Se la qualificazione e l'approdo ai quarti di finale dell'Islanda nel corso di Euro 2016,primo torneo internazionale della sua storia, erano stati raccontati come una favola, con l'accesso di Bjarnason e compagni ai Mondiali 2018 sarà necessario rendersene conto: la nazionale degli Strákarnir okkar ("I nostri ragazzi", nel gergo locale) è una solida realtà. Capace di vincere il girone I chiudendolo davanti a realtà del calibro di Croazia, Ucraina e Turchia con 22 punti all'attivo. Il segreto? Lo ha rivelato Heimir Hallgrímsson, il ct:

Siamo dediti solo al lavoro. Stiamo ore sul campo con cura maniacale dei dettagli.
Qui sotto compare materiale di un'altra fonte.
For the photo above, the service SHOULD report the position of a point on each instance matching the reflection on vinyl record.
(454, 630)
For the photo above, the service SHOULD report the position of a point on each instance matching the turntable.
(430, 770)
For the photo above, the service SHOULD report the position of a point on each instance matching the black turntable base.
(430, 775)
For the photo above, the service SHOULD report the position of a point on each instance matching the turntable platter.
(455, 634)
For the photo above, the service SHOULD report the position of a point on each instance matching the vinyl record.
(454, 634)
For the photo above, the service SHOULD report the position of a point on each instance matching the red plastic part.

Questa qualificazione non è un punto di arrivo, ma una nuova partenza.

Con i suoi 334mila abitanti complessivi, l'Islanda sarà la nazione più piccola a prendere parte a un Mondiale di calcio: superato il curioso record detenuto sin qui da Trinidad e Tobago (un milione e 300mila abitanti) in Germania 2006. Non poco per una nazionale che fino al 2012 era al 131mo posto nel ranking FIFA e oggi è ventiduesima: merito degli investimenti fatti su strutture, accademie giovanili e formazione degli allenatori. Un'impresa che i calciatori hanno festeggiato insieme ai propri sostenitori sul terreno di gioco dello stadio Laugardalsvöllur di Reykjavik, dando vita al "Geyser Sound". L'Islanda ai Mondiali 2018 ci sarà.